Reconnaître un devoir de réserve uniquement aux professions mentionnées crée deux classes de citoyens à qui on n’accorde pas les mêmes droits. La neutralité et l’égalité qu’on dit vouloir protéger sont en fait moins bien respectées qu’elles ne le seraient dans un système où la même règle laïque serait appliquée à tous.

Autre argument boiteux du rapport : selon les deux coprésidents, un État laïque qui se place « à distance de la religion, adhère à la conception du monde et du bien des athées et des agnostiques et ne traite conséquemment pas avec une considération égale les citoyens qui font une place à la religion dans leur système de croyances et de valeurs» (p. 138). Cet argument est tout aussi réversible que le précédent : en permettant l’expression des croyances religieuses dans l’enceinte de l’État, un tel État ne traite pas avec une considération égale les citoyens dont le système de croyance et de valeurs n’inclut pas de religion.

Cette dernière citation révèle par ailleurs que, pour Bouchard et Taylor, il existe une conception du monde et du bien qui est commune à l’ensemble des athées et des agnostiques et que cette conception est reflétée par l’État laïque. Cette double prémisse est totalement indéfendable. Les athées seront bien sûr toujours plus à l’aise avec un État laïque que ne pourront jamais l’être les intégristes religieux, mais cette laïcité ne dit rien sur leurs multiples conceptions du monde et du bien.

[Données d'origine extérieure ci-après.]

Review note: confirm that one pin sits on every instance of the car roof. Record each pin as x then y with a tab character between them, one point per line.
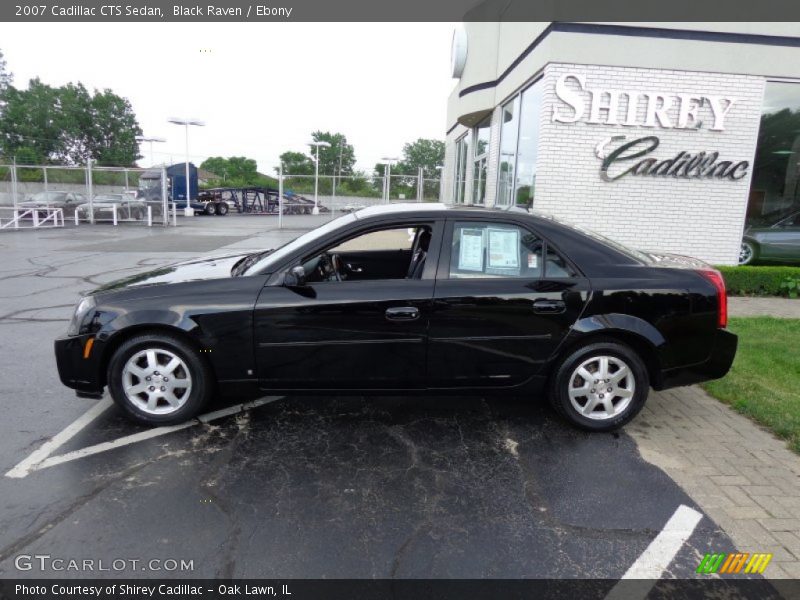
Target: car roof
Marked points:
427	208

Si Charles Taylor est l’éminent philosophe que certains disent qu’il est, il est bien conscient des contradictions inhérentes à la recommandation aujourd’hui reniée. Vivre avec ces contradictions lui était sans doute devenu insoutenable, d’autant plus que presque tout le monde avait une autre vision de l’autorité concernée. D’ailleurs, dans sa lettre, il n’apporte aucun argument pour justifier la distinction qu’il aurait voulu voir s’établir entre autorité tout court et autorité coercitive.

Ce qui a changé et ce qui n’a pas changé

Dans sa lettre de désaveu, Taylor soutient également que les choses ont changé depuis la publication de son rapport. Or, sur le plan juridique et politique, absolument rien n’a changé depuis l’épisode dit des « accommodements raisonnables », si bien que la grogne qu’il observait à cette époque n’a fait qu’augmenter.

Ce qui a changé, à ses yeux, c’est que certains « citoyens qui nourrissaient déjà de l’hostilité envers les immigrants en général ou envers les musulmans » affichent désormais leur hostilité. Le raisonnement est plutôt étonnant : parce que des gens sans scrupules ne savent pas se conduire en société, abandonnons le principe de laïcité de l’État!

Et à quoi est due cette désinhibition? Vous l’avez deviné : au débat sur la « Charte des valeurs québécoises »! Elle a le dos large cette charte qui n’a jamais vu le jour! Attribuer les gestes déplorables et condamnables de xénophobie à ce débat ‑ qui a eu lieu il y a près de quatre ans ‑ plutôt qu’à l’immobilisme dans lequel croupit le Québec depuis 10 ans est, pour dire le moins, une analyse à courte vue. Le jupon dépasse.

Rappelons qu’avant même le début de ce débat sur la « charte », Charles Taylor avait déjà renié une autre de ses recommandations, soit celle d’un livre blanc sur la laïcité.

Les fondations de « laïcité ouverte » commençant à se lézarder et l’édifice commençant à être évacué par ses défenseurs, le temps est venu de mettre ce concept derrière nous et d’envisager la laïcité sur d’autres bases, celles des valeurs républicaines auxquelles aspirent les hommes et les femmes épris de justice et de liberté sans coercition religieuse sur leurs esprits.